Title: | Geospatial Queries Using 'PyMongo' |
---|---|
Description: | Utilizes methods of the 'PyMongo' 'Python' library to initialize, insert and query 'GeoJson' data (see <https://github.com/mongodb/mongo-python-driver> for more information on 'PyMongo'). Furthermore, it allows the user to validate 'GeoJson' objects and to use the console for 'MongoDB' (bulk) commands.
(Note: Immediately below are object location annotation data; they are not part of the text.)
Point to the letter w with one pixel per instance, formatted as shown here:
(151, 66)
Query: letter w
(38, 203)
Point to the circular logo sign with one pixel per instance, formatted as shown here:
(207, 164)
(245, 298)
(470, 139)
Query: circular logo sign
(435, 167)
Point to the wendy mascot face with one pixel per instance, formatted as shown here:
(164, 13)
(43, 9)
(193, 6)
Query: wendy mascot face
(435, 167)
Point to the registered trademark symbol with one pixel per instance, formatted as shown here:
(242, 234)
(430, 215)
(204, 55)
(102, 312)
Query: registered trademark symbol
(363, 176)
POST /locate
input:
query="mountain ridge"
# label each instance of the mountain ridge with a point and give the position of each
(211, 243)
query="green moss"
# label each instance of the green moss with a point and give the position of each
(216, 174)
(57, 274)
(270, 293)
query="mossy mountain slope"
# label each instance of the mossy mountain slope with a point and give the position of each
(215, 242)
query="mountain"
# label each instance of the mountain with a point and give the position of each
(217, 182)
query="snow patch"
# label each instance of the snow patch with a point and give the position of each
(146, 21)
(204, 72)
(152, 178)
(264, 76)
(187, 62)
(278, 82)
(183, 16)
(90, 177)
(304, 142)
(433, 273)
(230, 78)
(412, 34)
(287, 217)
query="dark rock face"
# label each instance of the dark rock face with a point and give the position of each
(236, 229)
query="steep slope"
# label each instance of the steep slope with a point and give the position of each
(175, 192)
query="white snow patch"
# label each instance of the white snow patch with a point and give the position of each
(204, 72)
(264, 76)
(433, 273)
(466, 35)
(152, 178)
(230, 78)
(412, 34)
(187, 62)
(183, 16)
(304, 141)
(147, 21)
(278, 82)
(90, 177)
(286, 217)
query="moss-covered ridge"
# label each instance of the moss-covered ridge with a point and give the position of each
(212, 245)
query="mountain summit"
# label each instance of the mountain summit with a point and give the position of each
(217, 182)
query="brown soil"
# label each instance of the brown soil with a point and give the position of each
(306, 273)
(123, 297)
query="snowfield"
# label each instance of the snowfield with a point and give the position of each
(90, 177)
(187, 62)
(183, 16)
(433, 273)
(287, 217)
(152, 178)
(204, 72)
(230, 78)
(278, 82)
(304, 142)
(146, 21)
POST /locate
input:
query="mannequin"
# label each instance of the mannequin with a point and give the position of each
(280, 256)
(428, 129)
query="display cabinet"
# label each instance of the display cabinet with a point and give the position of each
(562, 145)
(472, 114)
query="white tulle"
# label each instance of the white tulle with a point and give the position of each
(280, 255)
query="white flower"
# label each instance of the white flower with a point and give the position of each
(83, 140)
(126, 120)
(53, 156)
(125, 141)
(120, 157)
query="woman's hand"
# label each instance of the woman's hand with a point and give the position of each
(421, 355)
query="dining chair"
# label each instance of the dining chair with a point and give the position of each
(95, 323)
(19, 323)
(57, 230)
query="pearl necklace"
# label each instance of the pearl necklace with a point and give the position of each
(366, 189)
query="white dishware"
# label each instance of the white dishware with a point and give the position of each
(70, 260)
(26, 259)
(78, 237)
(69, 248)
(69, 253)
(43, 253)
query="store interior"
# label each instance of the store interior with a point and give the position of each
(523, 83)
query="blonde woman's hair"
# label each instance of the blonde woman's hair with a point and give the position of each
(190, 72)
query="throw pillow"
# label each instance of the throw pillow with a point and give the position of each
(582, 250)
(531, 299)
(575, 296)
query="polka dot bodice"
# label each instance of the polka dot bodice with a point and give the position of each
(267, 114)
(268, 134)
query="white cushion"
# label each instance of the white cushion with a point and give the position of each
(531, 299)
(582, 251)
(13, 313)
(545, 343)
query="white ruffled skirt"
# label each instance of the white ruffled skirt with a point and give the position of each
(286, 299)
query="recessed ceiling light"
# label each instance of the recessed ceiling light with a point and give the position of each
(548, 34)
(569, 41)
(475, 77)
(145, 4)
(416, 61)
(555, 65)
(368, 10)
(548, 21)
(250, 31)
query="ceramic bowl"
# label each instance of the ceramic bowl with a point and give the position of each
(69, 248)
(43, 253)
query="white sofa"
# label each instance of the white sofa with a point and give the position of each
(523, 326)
The 'reticulate' package provides the 'R' interface to 'Python' modules, classes and functions. |
Authors: | Lampros Mouselimis [aut, cre] |
Maintainer: | Lampros Mouselimis <[email protected]> |
License: | Apache License 2.0 |
Version: | 1.0.3 |
Built: | 2024-11-26 03:06:31 UTC |
Source: | https://github.com/mlampros/geomongo |
mongodb geospatial methods ( using PyMongo in R )
mongodb geospatial methods ( using PyMongo in R )
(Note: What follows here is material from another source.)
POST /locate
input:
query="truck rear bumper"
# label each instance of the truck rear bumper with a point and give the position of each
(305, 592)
# init <- geomongo$new(host = 'localhost', port = 27017, # tz_aware = FALSE, connect = TRUE, ...)
# init <- geomongo$new(host = 'localhost', port = 27017, # tz_aware = FALSE, connect = TRUE, ...)
See the reference link for more details on the ellipsis (...) concerning the additional parameters of the MongoClient()
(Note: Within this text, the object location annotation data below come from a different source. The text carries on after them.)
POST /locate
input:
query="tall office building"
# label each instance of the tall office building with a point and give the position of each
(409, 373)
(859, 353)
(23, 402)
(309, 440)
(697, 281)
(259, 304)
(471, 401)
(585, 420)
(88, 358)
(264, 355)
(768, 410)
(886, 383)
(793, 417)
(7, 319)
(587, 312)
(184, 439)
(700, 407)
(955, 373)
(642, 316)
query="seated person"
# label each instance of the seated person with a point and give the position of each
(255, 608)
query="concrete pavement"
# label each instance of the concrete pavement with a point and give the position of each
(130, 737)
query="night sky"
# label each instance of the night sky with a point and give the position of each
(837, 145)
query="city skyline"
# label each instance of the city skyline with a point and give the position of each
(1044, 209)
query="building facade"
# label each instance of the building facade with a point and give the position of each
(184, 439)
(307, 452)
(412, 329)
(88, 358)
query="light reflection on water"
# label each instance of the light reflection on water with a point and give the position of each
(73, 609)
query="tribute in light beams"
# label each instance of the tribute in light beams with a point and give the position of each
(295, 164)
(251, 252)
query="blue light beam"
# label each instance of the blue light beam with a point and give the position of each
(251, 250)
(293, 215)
the geomongo$new method initializes the MongoClient
the getClient method returns a "pymongo.mongo_client.MongoClient" object
the read_mongo_bson method allows the user to read a file/string using the bson.json_util module, which loads MongoDB Extended JSON data ( SEE https://stackoverflow.com/questions/42089045/bson-errors-invaliddocument-key-oid-must-not-start-with-trying-to-insert )
the geoInsert method allows the user to import data to a mongo-db from a folder, file or list
the geoQuery method allows the user to perform geospatial queries using one of the find, aggregate or command methods
For spherical query operators to function properly, you must convert distances to radians, and convert from radians to the distances units used by your application.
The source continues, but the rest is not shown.